Arriviamo quindi al grosso del lavoro: scrivere l’informativa estesa. Per farlo creiamo una nuova pagina nel nostro blog e cominciamo a scrivere, avendo cura di trattare tutti i punti che la legge ci impone di inserire.

Nella pagina dell’informativa estesa possiamo inserire il tag cookie_audit, che permetterà a Cookie Law Info di inserire automaticamente nella pagina una tabella con tutti i cookie che abbiamo inserito poco fa.

Una volta pubblicata la pagina, torniamo in Cookie Law Info > Cookie Law Settings nella scheda Customise Buttons e inseriamo l’url della pagina appena creata nel campo Link URL.

Salviamo con il pulsante Update Settings ed abbiamo terminato il lavoro.

Alcuni avvertimenti sulla Cookie Law

Come ogni obbligo imposto dalla legge, il nostro ordinamento prevede anche una sanzione per il mancato rispetto della normativa. Questa sanzione corrisponde ad una multa che può variare dai 6.000€ ai 36.000€.
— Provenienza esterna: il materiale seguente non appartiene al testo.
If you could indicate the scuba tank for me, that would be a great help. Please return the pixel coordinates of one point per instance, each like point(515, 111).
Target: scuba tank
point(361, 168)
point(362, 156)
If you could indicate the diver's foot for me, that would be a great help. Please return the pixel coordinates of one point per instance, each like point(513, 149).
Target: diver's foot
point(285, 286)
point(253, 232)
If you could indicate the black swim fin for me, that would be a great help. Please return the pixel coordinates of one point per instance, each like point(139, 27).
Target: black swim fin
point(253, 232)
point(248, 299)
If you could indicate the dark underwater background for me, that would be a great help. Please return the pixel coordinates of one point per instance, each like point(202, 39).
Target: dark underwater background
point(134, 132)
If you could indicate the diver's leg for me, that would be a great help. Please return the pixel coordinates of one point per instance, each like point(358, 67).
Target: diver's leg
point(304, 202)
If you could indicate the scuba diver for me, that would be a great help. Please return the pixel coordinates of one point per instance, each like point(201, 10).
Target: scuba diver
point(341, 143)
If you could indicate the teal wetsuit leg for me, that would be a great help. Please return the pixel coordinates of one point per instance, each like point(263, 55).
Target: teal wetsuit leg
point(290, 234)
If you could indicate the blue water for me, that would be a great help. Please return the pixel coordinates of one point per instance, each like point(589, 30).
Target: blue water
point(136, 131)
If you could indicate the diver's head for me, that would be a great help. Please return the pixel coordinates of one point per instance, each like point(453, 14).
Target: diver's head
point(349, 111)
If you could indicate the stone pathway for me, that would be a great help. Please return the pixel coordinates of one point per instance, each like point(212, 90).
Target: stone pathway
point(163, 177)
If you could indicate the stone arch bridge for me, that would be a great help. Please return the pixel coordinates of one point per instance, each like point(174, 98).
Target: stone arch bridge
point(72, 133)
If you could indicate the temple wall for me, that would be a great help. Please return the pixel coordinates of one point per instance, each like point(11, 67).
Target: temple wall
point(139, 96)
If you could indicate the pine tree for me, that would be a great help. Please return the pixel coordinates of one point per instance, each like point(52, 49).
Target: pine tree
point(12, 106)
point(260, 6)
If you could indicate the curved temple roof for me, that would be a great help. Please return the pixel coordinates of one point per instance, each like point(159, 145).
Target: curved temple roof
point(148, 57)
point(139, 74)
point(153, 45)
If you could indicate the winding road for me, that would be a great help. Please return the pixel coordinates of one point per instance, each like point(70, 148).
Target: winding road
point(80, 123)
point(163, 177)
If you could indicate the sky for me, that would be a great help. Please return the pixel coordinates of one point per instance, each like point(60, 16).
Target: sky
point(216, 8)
Il rischio di incorrere in una sanzione non è elevato ma, in caso di mancanze, il danno sarebbe enorme. Se quindi avete conoscenze in ambito legale specializzate nel settore informatico e della privacy sarebbe meglio sottoporgli la nostra informativa per avere un parere in più sulla sua correttezza.

In caso contrario vi suggerisco di adottare un servizio esterno che, in base alle scansioni o alle vostre impostazioni, realizzerà per voi una policy accurata. Tra questi servizi vi consiglio Iubenda o Nibirumailentrambi dotati di plugin per il blocco preventivo dei cookie fino a che l’utente non accetta la policy o comunque esprima il suo tacito consenso continuando a navigare.

Non prendete sottogamba la cosa perchè sul web la privacy conta più di ogni altra cosa!

Buon blog a tutti!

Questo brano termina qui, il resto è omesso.